Alguns da Força Jovem carregam o status de herói pela ousadia, e este é o caso de Serginho Niterói. No Corinthians 0x0 (4x3, nos pênaltis) Vasco, em 1988, com o Pacaembu superlotado, antes de a bola rolar uma bandeira da Gaviões da Fiel foi fincada no centro do gramado, Serginho pulou o alambrado e atravessou meio campo até chegar até ela, a retirou do chão e voltou segurando-a, na velocidade máxima. Uma ação tão inesperada que custaram a entender. No rabo do olho notou na cola policiais, seguranças, gandulas e corintianos. Ouvia gritos, latidos, apitos – pareciam estar bem irritados – e, ao iniciar a escalada para o outro lado, foi agarrado.
“Viajei no ônibus número um, cercado de lendas: Mula Manca, os Metralha, André, Jorge, Pança, Rogério Manteiga, Marcelo He-Man, Roberto Monteiro, Marcondes, Arlindo, Girafa, Japão, Assis Negão, Fusca, Foca...”, comenta Serginho Niterói, que viajava pela primeira vez. Uma aventura digna de filme de ação: “Os caras fazendo a festa, cinquenta mil pessoas, de repente pulou um da Gaviões com a bandeira e ficou tremulando, fincou ela, voltou correndo para a torcida e os caras vibrando. Encontrei o Metralha e o Japão, disse a eles que iria pegar e nem me deram confiança”.
Hoje taxista em Niterói, Serginho tinha 19 anos, vestia a camisa da Força Jovem (ao invadir ela ficou dentro da cueca), bermuda preta, três cordões de prata (estava na moda) e uma touca. No “tobogã” havia três mil vascaínos, mas a caravana da Força Jovem contava com dois ônibus. “Joguei a bandeira pra torcida e fui pular de volta, só que tinham seis PMs me esperando”. Acabou sendo conduzido à delegacia do Pacaembu, atrás do gol do lado oposto ao tobogã. “A torcida me hostilizando, que eu ia morrer, que tinha desonrado o Timão, os policiais falando que iam juntar a gente, iam me deixar sozinho e eu, doidão, dizia pelo amor de Deus me levem daqui”.

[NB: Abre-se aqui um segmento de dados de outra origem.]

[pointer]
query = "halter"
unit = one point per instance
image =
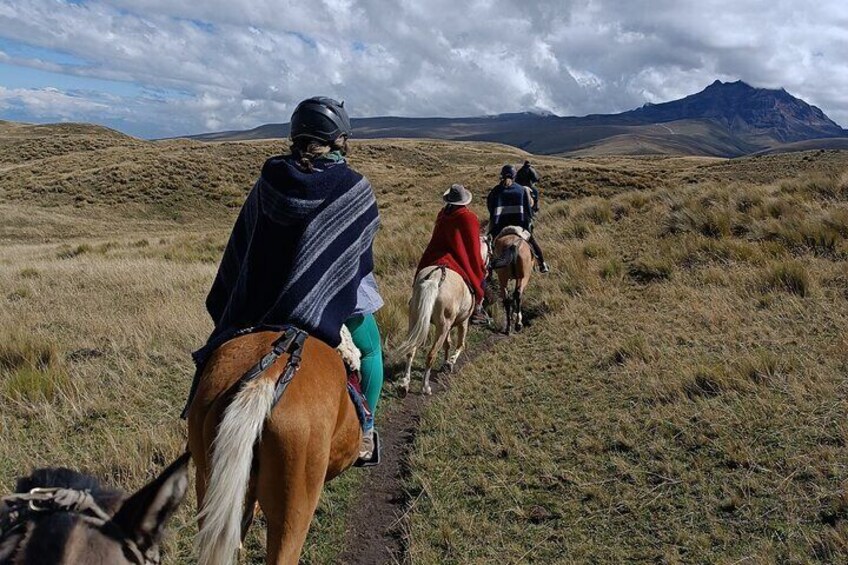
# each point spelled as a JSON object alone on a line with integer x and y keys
{"x": 24, "y": 506}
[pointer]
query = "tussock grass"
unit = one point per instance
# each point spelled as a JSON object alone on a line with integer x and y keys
{"x": 650, "y": 269}
{"x": 30, "y": 368}
{"x": 789, "y": 276}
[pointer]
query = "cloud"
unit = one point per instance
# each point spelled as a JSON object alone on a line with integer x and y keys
{"x": 239, "y": 63}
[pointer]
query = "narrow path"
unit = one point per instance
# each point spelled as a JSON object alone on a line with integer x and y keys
{"x": 376, "y": 522}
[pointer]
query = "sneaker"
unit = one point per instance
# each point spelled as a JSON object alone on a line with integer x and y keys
{"x": 366, "y": 448}
{"x": 369, "y": 450}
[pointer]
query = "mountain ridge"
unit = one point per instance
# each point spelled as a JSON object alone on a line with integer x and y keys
{"x": 726, "y": 119}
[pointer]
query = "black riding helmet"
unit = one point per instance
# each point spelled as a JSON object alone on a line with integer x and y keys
{"x": 320, "y": 118}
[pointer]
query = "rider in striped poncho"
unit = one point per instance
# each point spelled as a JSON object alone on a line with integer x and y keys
{"x": 300, "y": 251}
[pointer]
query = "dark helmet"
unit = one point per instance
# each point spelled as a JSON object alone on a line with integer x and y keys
{"x": 320, "y": 118}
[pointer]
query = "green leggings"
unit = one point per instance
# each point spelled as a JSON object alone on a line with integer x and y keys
{"x": 366, "y": 337}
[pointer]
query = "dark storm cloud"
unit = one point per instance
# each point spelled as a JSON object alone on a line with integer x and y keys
{"x": 238, "y": 63}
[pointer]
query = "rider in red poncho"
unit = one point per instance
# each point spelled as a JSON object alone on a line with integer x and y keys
{"x": 455, "y": 242}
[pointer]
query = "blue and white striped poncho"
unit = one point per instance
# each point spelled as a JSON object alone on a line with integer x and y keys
{"x": 297, "y": 253}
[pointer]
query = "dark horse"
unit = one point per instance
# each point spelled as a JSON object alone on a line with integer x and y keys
{"x": 65, "y": 517}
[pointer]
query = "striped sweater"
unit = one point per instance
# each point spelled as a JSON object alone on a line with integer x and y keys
{"x": 297, "y": 253}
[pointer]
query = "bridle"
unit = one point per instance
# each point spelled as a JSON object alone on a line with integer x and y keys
{"x": 23, "y": 507}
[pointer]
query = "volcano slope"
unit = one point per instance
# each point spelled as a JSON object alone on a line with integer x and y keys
{"x": 679, "y": 396}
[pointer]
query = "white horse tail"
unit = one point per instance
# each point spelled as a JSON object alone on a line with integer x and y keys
{"x": 424, "y": 295}
{"x": 232, "y": 456}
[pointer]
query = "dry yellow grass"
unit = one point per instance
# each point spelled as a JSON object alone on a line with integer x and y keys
{"x": 682, "y": 398}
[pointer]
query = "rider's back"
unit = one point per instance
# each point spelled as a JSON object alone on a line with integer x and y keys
{"x": 508, "y": 206}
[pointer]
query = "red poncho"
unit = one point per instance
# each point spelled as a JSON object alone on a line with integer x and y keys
{"x": 455, "y": 244}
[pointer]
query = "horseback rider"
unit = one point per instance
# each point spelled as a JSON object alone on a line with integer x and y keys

Instalado numa cela minúscula, o pior estava por vir: “Surgiu um cara entrando na porrada, ria, encostaram ele na parede, o cara tomando cassetete nas costelas e mesmo assim olhou pra mim e falou: Vou te matar! Aí jogaram ele na minha cela, simplesmente era um grande da Gaviões que tinha ficado cego de um olho em São Januário: Carioca FDP, eu vou comer seus olhos!”. Dois policiais conseguiram separar a briga. Dez minutos depois Rogério Alves, dinossauro da Força Jovem e advogado do Vasco, foi salvar Serginho Niterói a mando de Eurico Miranda.
“O cara ficou esbravejando e fui embora com o advogado, ele de terno e eu de bermuda e sem camisa, por dentro do gramado até a Força Jovem, de ponta a ponta. Fui reconhecido : ‘Ê-ê-ê-ê, está chegando a hora\O carioca vai morrer’. Pensei que eles fossem pular, dar ruim... Na frente da Força Jovem eu tirei a camisa da cueca, a sacudi, pulei o alambrado de volta e nego começou a cantar: Força Jovem-ê-ê-ê-ê-ê\É a Força Jovem, ê-ê-ê\Dá porrada na Jovem e na Fiel, Força Jovem é cruel-el-el”.
Foi o presidente Ely Mendes quem apelou a Eurico: “Coitado, era coroa, né? Meu filho você é maluco, blá-blá-blá, pode pedir o que quiser no bar”, diverte-se Serginho Niterói. O gramado, por sorte, não foi invadido, lembra Japão: “Os caras nos apedrejavam daquele terreno baldio, tinha gente caindo, e de repente a PM jogou gás de pimenta! Demos sorte. A partir dali passaram a nos respeitar mais ainda”.
A Força Jovem – com palmeirenses infiltrados – já tinha botado a Gaviões da Fiel para correr na Praça Roberto Gomes Pedrosa, em frente ao Pacaembu. “Muita gente de camisa preta, nós éramos uns 150, de repente um nosso foi pra dentro, na bilheteria, saímos pegando geral de porrada, aí chegou a polícia e nos botou dentro do estádio. Com dois ônibus brincamos legal”, se orgulha Pança.